Nathan Williams · Answer 37 · Tue Mar 24 2015 05:42:15 GMT+0800 (China Standard Time)

seems right to me, but i noticed that the drone version didn't update when my patch went in... the version i have installed is:

[root@drone01.prod ~]$ rpm -q drone
drone-0.3.0_alpha-1427045373.x86_64

outside of that, i've no idea why it might not be caching for you.

glaszig · Answer 38 · Tue Mar 24 2015 10:57:54 GMT+0800 (China Standard Time)

same version. somehow can't get the cache working. giving up for now.

# apt-cache showpkg drone
Package: drone
Versions:
0.3.0-alpha-1427045373

glaszig · Answer 39 · Tue Apr 28 2015 06:35:19 GMT+0800 (China Standard Time)

follow-up.

during a build today i ran docker inspect on the container.

# docker inspect 5c6bc2baaa1b
[{
...
    "HostConfig": {
        "Binds": [
            "/tmp/drone/github.com/glaszig/myproject/tmp/bundler:/tmp/bundler"
        ],
...
    "Volumes": {
        "/tmp/bundler": "/var/lib/docker/vfs/dir/03b72641890f9e5fb837db1adc74d2519fc2c06203aa99f4b5d7d132edeb6b4b"
    },
    "VolumesRW": {
        "/tmp/bundler": true
    }
}
]

what i see there is an assumably correct HostConfig.Binds entry.
What looks suspicious to me (as someone not knowing enough about docker internals) is the Volumes entry pointing to a folder in /var/lib/docker/vfs/dir.
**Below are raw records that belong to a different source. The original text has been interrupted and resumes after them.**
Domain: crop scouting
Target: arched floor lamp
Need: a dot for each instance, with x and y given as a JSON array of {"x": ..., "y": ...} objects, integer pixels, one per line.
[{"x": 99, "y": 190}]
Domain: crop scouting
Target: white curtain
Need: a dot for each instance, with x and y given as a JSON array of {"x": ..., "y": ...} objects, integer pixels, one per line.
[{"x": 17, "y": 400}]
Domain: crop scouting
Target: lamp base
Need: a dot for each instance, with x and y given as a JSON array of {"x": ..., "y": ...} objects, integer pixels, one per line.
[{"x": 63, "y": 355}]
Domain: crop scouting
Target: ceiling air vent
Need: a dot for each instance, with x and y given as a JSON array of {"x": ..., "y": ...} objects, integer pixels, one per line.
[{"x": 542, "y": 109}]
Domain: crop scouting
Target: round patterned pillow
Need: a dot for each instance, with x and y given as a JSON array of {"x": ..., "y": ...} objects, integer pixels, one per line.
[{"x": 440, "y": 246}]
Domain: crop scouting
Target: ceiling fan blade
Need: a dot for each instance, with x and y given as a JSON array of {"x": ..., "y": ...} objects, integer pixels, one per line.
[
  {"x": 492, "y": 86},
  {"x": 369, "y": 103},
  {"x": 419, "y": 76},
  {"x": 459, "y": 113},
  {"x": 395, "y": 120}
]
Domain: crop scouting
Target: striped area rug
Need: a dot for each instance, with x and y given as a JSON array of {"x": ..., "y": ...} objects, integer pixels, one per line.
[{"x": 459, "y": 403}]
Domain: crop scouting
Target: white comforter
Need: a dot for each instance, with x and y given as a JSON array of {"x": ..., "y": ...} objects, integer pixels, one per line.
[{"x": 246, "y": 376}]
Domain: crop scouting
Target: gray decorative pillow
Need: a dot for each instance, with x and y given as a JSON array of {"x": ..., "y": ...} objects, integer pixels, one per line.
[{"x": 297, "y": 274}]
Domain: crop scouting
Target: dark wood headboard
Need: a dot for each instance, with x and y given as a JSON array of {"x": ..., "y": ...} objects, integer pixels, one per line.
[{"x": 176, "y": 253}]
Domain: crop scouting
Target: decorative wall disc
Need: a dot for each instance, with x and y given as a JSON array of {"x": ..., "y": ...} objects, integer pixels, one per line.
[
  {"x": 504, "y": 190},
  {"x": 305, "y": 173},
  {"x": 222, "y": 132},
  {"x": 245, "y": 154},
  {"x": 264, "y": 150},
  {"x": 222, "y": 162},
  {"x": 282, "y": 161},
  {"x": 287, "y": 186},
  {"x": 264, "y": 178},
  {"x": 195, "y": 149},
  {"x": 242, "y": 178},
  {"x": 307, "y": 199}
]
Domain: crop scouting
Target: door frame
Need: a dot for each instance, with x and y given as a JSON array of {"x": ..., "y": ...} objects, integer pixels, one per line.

I then took a look into that folder on the host machine and found 136 such folders, presumably for each drone build, which eventually contained the gems installed during the build.

Drone/docker is writing the content of my cache folder to a new directory during every build. That's why the cache is always empty.

Any idea what is wrong here?

Ladislav Prskavec · Answer 40 · Sun Aug 02 2015 19:07:42 GMT+0800 (China Standard Time)

I think VOLUMES are not used in docker build only in docker run.

Brad Rydzewski · Answer 41 · Wed Aug 19 2015 02:30:25 GMT+0800 (China Standard Time)

update: @donny-dont has been working on proper caching, including the ability to cache portions of the git directory (which prior to his changes complains if you clone into a non-empty directory). I think this will take time to perfect, but it will be a really good start

Don Olmstead · Answer 42 · Wed Aug 19 2015 02:35:54 GMT+0800 (China Standard Time)

Hoping to get through the pull request process today and then this should be closed. Will write some docs around it too.

Don Olmstead · Answer 43 · Thu Aug 20 2015 06:28:53 GMT+0800 (China Standard Time)

drone-plugins/drone-git#1 is needed for caching as git clone cannot happen in a non empty directory. This changes the behavior to use git init which allows the caching volumes to be present.

Don Olmstead · Answer 44 · Thu Aug 20 2015 06:29:58 GMT+0800 (China Standard Time)

Alrighty drone-plugins/drone-git#1 is merged just need to write docs and this can close.